Dan Brown retains crown at head of bestseller charts
10.08.10 | Philip Stone

Dan Brown’s The Lost Symbol (Corgi) has retained its position at the summit of the Official UK Top 50 and by a comfortable margin. The sequel to The Da Vinci Code (Corgi) sold 75,974 copies at UK book retail outlets during the seven days to 7th August. Its sales were down 46% week-on-week but it nonetheless sold some 48,700 copies more than the next bestselling book of the week, Stieg Larsson’s The Girl Who Kicked the Hornets’ Nest (Quercus). Life sales of The Lost Symbol now stand at 1,705,000 copies across all editions.

Sales of Stieg Larsson’s Millennium trilogy jumped 8% week-on-week ahead of the second installment in the trilogy, The Girl Who Played with Fire (Quercus), hitting UK cinema screens later this month. Dorothy Koomson’s The Ice Cream Girls (Sphere) takes third position in the chart with a 25,425 weekly sale.

In total, £30.9m was spent at UK book retail outlets last week, according to Nielsen BookScan data. The figure is down 2.8% week-on-week but up 4% on the same week last year when Linwood Barclay’s Too Close to Home (Orion) topped the charts.

The Official UK Top 50 welcomes 11 new entries this week, including two in the top 10. The mass-market edition of Ian Rankin’s standalone thriller, The Complaints (Orion), which sold 85,000 copies in hardback, joins the chart in sixth position while James Patterson’s Swimsuit (Arrow), co-authored with Maxine Paetro, joins the chart in seventh place.

Also new in the Official UK Top 50 are the mass-market editions of Sue Townsend’s Adrian Mole: The Prostrate Years (Penguin), which sold a respectable 53,000 copies in hardback, and George Dawes Green’s Ravens (Sphere), the US novelist’s first work of fiction in more than 14 years. Sales of the latter were helped by its spot in WHSmith’s “£2.99 if you buy the Times” link-save promotion.

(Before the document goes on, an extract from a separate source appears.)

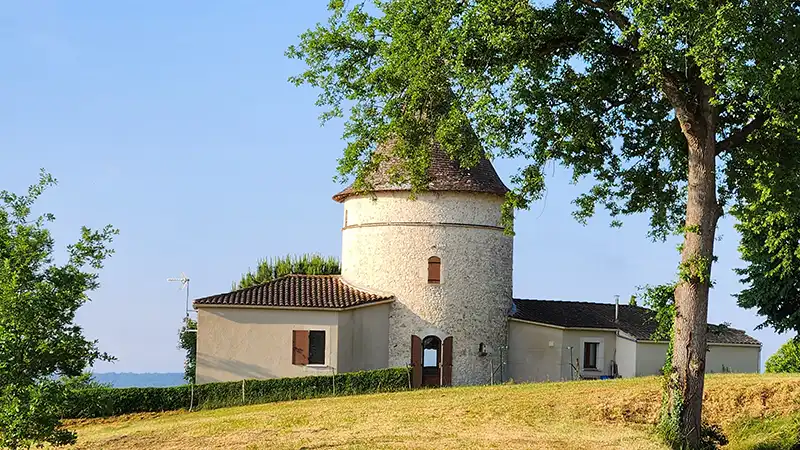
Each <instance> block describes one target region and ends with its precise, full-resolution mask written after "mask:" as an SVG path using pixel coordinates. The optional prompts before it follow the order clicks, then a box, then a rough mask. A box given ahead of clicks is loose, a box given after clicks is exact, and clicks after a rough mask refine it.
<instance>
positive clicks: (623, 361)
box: [616, 335, 637, 378]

Kate Kerrigan’s Ellis Island (Pan) also débuts. Sales of the book jumped 14% week-on-week ahead of its appearance under More4/Channel Four’s “The TV Book Club” spotlight on Sunday (8th August).

In Original Fiction, two of the biggest names in crime-writing fail to topple Katie Price from the summit of the chart. James Patterson’s Don’t Blink (Century), co-authored with Howard Roughan, joins the chart in second position, while Peter Robinson’s latest Inspector Banks thriller, Bad Boy (Hodder), joins the list in third place. Robinson’s previous DCI Banks thriller, All the Colours of Darkness (Hodder), sold 31,000 copies in hardback.

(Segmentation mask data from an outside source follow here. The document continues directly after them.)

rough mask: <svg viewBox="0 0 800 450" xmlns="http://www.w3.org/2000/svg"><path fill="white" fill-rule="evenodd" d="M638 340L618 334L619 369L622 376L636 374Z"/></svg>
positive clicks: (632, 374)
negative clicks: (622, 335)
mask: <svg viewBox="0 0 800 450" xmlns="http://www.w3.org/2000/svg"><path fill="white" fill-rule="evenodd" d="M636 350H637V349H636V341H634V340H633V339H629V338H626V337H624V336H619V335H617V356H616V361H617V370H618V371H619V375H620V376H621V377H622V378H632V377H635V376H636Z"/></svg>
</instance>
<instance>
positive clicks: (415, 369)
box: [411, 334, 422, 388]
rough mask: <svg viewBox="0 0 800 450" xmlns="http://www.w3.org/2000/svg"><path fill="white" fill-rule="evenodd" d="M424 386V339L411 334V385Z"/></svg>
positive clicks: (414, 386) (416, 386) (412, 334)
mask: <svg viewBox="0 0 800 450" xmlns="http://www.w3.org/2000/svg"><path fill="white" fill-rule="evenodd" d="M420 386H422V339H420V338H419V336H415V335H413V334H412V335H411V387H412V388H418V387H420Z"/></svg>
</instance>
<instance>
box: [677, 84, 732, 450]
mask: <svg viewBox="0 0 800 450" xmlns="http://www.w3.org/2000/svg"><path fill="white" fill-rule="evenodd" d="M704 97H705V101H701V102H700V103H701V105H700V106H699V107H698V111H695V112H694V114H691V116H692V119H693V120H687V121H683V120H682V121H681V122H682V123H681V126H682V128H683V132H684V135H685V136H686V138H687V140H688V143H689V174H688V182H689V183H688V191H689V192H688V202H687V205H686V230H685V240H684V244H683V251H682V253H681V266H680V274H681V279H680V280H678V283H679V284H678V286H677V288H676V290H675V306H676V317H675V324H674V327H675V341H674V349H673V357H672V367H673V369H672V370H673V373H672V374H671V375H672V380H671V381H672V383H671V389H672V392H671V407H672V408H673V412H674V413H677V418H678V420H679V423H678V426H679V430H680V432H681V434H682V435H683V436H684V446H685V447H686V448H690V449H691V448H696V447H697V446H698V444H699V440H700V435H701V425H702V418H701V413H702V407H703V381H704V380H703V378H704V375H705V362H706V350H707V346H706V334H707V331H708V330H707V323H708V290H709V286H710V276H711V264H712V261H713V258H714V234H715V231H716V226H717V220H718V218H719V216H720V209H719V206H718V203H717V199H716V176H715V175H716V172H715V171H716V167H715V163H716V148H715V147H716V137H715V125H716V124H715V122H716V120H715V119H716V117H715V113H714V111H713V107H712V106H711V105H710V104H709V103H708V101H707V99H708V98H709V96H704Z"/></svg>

This week’s hardback non-fiction chart welcomes three new entries, as Peter Mandelson’s The Third Man (HarperPress) holds top spot for a fourth week. Levi Roots’ latest cookbook, Food for Friends (Mitchell Beazley) débuts in 11th position; opinionated footballer Robbie Savage’s memoir, Savage! (Mainstream), joins the list in 15th place; and Susan Finden’s biography of her late bus-travelling cat, Casper the Commuting Cat (Simon & Schuster), débuts in 16th position.

Meanwhile, the impact of the new football season can clearly be seen in this week’s Paperback Non-fiction chart which welcomes both the Nationwide Football Annual 2010/2011 (SportsBooks) and the Sky Sports Football Yearbook 2010/2011 (Headline) for the first time. Comedian Stewart Lee’s How I Escaped My Certain Fate (Faber) also débuts.

In children’s, Jeff Kinney’s Diary of a Wimpy Kid titles continue to creep up the bestseller lists, ahead of the adaptation of the first book in the series hitting UK cinemas later this month, while Julia Donaldson and Axel Scheffler’s latest storybook, Zog, débuts atop the children’s pre-school list.